A doubt on markov decision process

149 Views Asked by At

Given that a policy is a function from a state action pair to probabilities, the set of policies for a MDP forms a POSET (the partial order is due to value function for a policy). Why there should be a maximal element in that POSET ? Are all the maximal elements the same.

1

There are 1 best solutions below

0
On

I agree that the existence of a maximal element isn't obvious. Indeed, a form of your first question (i.e. the existence of an optimal policy) has occupied researchers in MDPs since the field got its start in the mid-20th century.

It was shown early on (by Ronald Howard in 1960 and David Blackwell in 1962) that for discounted and average-cost MDPs with finite state and action sets, a greatest element always exists and can be constructed in a finite number of steps - see e.g.
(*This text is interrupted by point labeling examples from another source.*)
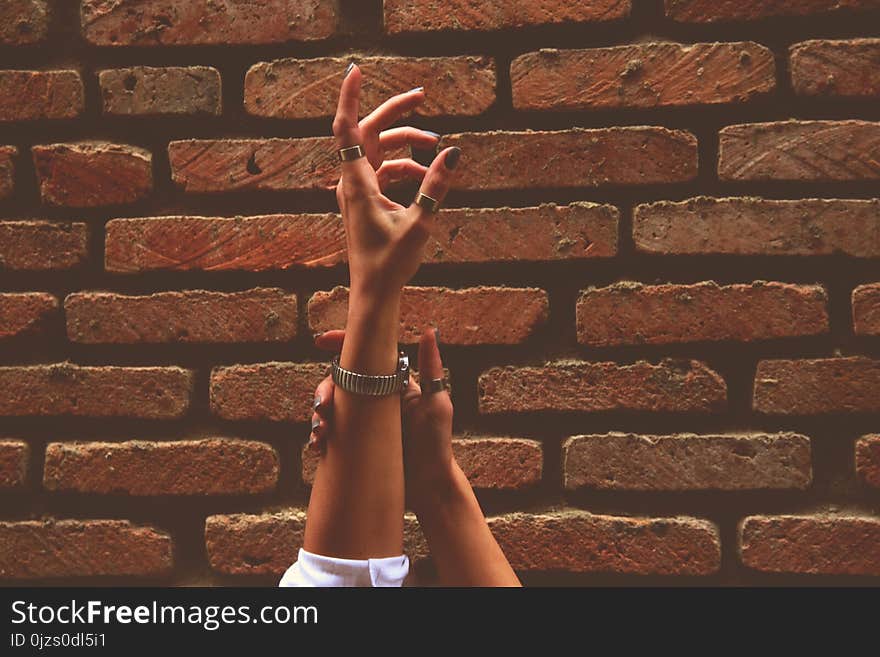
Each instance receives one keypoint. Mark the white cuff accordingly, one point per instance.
(316, 570)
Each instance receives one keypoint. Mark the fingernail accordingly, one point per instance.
(452, 157)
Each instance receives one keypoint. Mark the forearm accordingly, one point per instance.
(463, 548)
(357, 501)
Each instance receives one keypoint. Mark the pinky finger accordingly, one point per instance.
(395, 171)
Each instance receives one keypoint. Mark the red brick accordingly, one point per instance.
(256, 315)
(205, 22)
(23, 22)
(821, 151)
(618, 461)
(581, 542)
(149, 91)
(22, 313)
(670, 386)
(710, 11)
(812, 387)
(573, 158)
(644, 75)
(412, 16)
(14, 458)
(309, 88)
(755, 226)
(82, 548)
(812, 544)
(836, 68)
(866, 309)
(499, 464)
(240, 544)
(472, 316)
(32, 95)
(868, 460)
(67, 389)
(7, 170)
(281, 392)
(221, 165)
(41, 245)
(277, 242)
(213, 466)
(93, 174)
(633, 313)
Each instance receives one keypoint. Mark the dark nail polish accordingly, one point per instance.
(452, 158)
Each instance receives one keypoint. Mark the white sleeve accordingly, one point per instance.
(316, 570)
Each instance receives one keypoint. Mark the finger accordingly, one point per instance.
(436, 184)
(396, 138)
(395, 171)
(346, 128)
(330, 340)
(430, 364)
(392, 109)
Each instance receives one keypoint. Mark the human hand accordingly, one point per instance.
(427, 418)
(385, 240)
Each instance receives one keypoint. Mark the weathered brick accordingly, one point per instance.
(23, 22)
(205, 22)
(643, 75)
(619, 461)
(866, 309)
(573, 158)
(812, 544)
(7, 170)
(836, 68)
(489, 463)
(309, 88)
(241, 544)
(93, 174)
(277, 242)
(868, 460)
(821, 151)
(581, 542)
(67, 389)
(256, 315)
(220, 165)
(633, 313)
(413, 16)
(281, 392)
(25, 312)
(755, 226)
(170, 90)
(214, 466)
(32, 95)
(812, 387)
(670, 386)
(41, 245)
(472, 316)
(82, 548)
(711, 11)
(14, 458)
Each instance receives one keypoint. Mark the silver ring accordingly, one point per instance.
(425, 201)
(434, 386)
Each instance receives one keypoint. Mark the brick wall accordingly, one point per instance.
(657, 281)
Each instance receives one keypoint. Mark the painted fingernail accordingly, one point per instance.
(452, 157)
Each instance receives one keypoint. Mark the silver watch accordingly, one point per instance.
(374, 385)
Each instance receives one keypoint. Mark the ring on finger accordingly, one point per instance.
(351, 153)
(425, 201)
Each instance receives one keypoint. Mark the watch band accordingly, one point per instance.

Chapters 6, 8, and 9 in the book Markov Decision Processes: Discrete Stochastic Dynamic Programming by Martin Puterman.

But, if either the state set or action sets are infinite, there might not be a maximal element without some additional assumptions - see e.g. Section 6.6 in Applied Probability Models with Optimization Applications by Sheldon Ross.

Regarding your second question, I'm not aware of any examples where there is no greatest element but more than one maximal element. It might be possible to construct one using one of the examples of MDPs with no optimal policy.